Closed sullivancolin closed 1 year ago

sullivancolin commented 1 year ago

This project is great!

I was able to get the dask version to run relatively well by making a small tweak to the way the data is read in. But that might violate the spirit of your bakeoff.

I changed:

df = dd.read_parquet(dataset, index=False)

to

df = dd.read_parquet(dataset, index=False, columns=["station_id", "num_bikes_available"])

This allows dask to only read in the columns needed for the groupby().mean() and run much quicker. But again, that's probably not obvious to typical pandas users and therefore maybe a bit of a cheat.

I also added modin and dask on ray as experiments. I can submit a PR if you would like these to be included. I have not yet tried modin in dask.

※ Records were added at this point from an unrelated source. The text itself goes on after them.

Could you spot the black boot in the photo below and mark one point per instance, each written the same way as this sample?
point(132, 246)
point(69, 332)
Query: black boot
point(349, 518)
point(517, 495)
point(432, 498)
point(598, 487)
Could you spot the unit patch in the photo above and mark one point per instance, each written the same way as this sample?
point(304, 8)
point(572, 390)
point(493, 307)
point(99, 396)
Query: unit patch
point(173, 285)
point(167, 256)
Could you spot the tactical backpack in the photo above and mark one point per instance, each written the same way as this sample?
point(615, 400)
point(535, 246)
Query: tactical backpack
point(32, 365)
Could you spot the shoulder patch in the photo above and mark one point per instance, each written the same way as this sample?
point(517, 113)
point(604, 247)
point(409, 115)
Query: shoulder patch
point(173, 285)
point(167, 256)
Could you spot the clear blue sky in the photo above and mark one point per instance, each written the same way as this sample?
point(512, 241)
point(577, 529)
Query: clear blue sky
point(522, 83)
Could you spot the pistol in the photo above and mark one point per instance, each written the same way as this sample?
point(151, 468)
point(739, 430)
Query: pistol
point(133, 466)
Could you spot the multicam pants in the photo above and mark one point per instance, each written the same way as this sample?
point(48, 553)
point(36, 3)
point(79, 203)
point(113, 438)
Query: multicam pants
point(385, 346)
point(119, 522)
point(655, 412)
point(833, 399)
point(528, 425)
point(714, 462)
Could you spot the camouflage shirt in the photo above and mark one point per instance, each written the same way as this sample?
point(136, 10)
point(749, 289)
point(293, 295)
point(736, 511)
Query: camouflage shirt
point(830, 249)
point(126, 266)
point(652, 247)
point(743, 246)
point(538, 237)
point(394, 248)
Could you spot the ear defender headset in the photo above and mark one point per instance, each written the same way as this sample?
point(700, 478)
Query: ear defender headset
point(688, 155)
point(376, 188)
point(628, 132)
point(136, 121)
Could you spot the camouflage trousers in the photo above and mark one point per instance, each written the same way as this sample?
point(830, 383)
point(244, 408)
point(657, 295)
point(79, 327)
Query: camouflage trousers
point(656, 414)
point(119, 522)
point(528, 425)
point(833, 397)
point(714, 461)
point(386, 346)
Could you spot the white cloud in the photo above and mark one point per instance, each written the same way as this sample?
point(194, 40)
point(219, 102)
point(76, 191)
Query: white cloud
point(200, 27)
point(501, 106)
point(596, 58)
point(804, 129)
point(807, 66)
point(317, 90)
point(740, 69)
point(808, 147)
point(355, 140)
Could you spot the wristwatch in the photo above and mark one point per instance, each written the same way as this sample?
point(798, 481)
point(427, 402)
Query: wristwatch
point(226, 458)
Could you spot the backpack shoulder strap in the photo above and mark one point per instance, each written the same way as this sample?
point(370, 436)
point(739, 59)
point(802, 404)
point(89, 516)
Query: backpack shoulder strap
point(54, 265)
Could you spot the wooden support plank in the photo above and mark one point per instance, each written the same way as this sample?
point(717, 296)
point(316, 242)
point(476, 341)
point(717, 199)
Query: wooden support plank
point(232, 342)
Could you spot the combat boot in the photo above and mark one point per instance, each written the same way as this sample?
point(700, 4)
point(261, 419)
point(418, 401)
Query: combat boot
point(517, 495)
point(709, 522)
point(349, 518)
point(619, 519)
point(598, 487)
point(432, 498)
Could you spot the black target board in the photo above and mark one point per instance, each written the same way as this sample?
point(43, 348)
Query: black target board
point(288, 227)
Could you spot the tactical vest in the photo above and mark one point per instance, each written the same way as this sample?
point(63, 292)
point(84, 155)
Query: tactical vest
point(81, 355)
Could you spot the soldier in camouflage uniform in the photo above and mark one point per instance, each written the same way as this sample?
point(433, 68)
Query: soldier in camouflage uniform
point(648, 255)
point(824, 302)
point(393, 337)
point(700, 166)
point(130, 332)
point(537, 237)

Here is the rough benchmark I ended up with:

benchmark_50

Let me know your feedback!

EthanRosenthal commented 1 year ago

Awesome!

I do agree that the dask optimization maaaayyyy be a bit cheating. That said, I do like being able to once again see its performance on the plot. I'll add it in and add it into the bakeoff but mark it as dask* with an explanation in the readme about this cheat.

In terms of modin and dask on ray, a PR would be very welcome! I tried messing around with modin on ray last night but ran into some issues running it on my machine. We'll see if this is a "my machine" thing or if your implementation fixes my issues.